Clients don't yet have the budgets for mobile marketing, with only a handful of brands, such as Lynx, actually making an impact on the market. And even if they did, few comprehensive case studies exist that will give most clients the confidence to take the plunge.
Moreover, because mobile marketing is so new, nobody has properly worked out what to charge for it. Agencies planning to offer a mobile marketing service to clients will need to build into their plans the fact that they won't make any money from it for a considerable amount of time, Miller says.
"The fact is that none of us agencies know when mobile marketing will take off and we have to plan accordingly," he adds. "But if digital is any guide, then we will have to be patient."
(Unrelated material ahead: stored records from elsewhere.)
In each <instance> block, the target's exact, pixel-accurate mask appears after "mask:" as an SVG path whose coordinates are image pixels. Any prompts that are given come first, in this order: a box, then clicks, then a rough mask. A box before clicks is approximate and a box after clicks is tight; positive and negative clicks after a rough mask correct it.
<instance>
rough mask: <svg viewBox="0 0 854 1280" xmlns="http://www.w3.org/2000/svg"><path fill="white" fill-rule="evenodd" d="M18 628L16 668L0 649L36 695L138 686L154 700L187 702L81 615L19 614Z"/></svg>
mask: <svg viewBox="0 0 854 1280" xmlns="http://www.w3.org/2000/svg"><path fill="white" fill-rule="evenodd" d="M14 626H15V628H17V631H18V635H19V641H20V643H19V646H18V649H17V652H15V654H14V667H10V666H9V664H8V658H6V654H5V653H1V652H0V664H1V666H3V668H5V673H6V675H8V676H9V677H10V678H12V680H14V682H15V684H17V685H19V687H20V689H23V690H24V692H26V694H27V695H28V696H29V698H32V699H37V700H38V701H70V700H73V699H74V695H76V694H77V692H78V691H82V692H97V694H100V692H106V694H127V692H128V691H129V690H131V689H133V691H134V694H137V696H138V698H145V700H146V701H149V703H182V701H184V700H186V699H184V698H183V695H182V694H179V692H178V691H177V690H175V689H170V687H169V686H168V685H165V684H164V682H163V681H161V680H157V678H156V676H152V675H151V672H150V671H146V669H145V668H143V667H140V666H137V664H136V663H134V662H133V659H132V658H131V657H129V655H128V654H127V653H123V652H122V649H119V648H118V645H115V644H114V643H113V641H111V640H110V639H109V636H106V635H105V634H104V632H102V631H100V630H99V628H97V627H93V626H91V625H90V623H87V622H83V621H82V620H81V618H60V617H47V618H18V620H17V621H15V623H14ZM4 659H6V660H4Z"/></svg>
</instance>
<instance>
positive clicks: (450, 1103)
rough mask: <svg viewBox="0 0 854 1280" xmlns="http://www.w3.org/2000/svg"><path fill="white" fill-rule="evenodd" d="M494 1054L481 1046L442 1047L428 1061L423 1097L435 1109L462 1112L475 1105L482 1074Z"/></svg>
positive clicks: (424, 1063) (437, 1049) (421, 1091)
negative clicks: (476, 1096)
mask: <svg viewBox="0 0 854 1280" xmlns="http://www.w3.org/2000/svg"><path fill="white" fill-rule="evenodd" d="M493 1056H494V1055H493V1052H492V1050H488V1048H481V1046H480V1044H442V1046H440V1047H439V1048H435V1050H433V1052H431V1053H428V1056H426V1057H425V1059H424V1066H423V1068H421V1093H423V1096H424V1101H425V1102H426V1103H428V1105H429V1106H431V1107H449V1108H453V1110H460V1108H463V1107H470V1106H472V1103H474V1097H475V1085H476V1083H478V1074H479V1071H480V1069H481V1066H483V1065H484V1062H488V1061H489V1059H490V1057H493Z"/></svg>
Mew concludes: "As far as consumers are concerned, the day of the mobile has come and gone.
For the ad industry, it's yet to arrive. But there's no single way for it to meet the challenge."
AGENCY HEAD - Moray MacLennan, worldwide chief executive, M&C Saatchi
"Within five years, mobile communication will be at the heart of the business of an awful lot of clients so we felt we needed to act quickly - and to do it with the best people.
"We could have hired them but doing it through acquisition means that we can get the momentum going fast. Why? Because history teaches us that the convenience of mobile technology means it will develop faster than digital.
"Also, InsideMobile is a good size, has the kind of holistic view of mobile marketing that clients find useful, and will operate within our building. We think that's better than just hiring some specialists."
CLIENT - Jeff Dodds, brand and marketing director, Virgin Media TV
"Mobile marketing has been the next big thing for as long as I can remember and we certainly see it as an opportunity. However, when we put together a media plan we don't break mobile marketing out.
"Also, there's a misconception that mobile marketing is cheap. It may be in financial terms but you have to invest a lot of time and energy in making it work effectively for you.
"Mobile marketing will become more important - but I don't see a time when clients will be telling their agencies that they want to have a big mobile presence."
ASSOCIATION - Jon Mew, head of mobile, Internet Advertising Bureau
"There's no one route into mobile marketing, and different approaches will work for different agencies. Some may hire the talent, some may acquire and some will work in partnership with a mobile specialist.
"What's certain is that the major agencies need to do something. If they leave it too late to enter, the best talent will have been bought.
"I can understand why they're cautious because of the difficulties in making money on mobile marketing business.
"However, there's a danger that caution leads to short-term thinking. Mobile marketing allows you to do things you can't do in any other media."
MOBILE SPECIALIST - David Miller, founding partner, Parrott & Miller
"If you're going into mobile marketing, you have to make sure you do it right. That means having the creative, media and technical talent that can make it work.
"Even then, don't expect to make any money out of it for at least three years.
"Meanwhile, don't just spend your time evangelising about mobile marketing to your clients. You need to help them understand how to do it. At the moment, most of them have neither the budget nor the head space to be able to think about it. Until creativity is the focus of mobile marketing, it won't take off."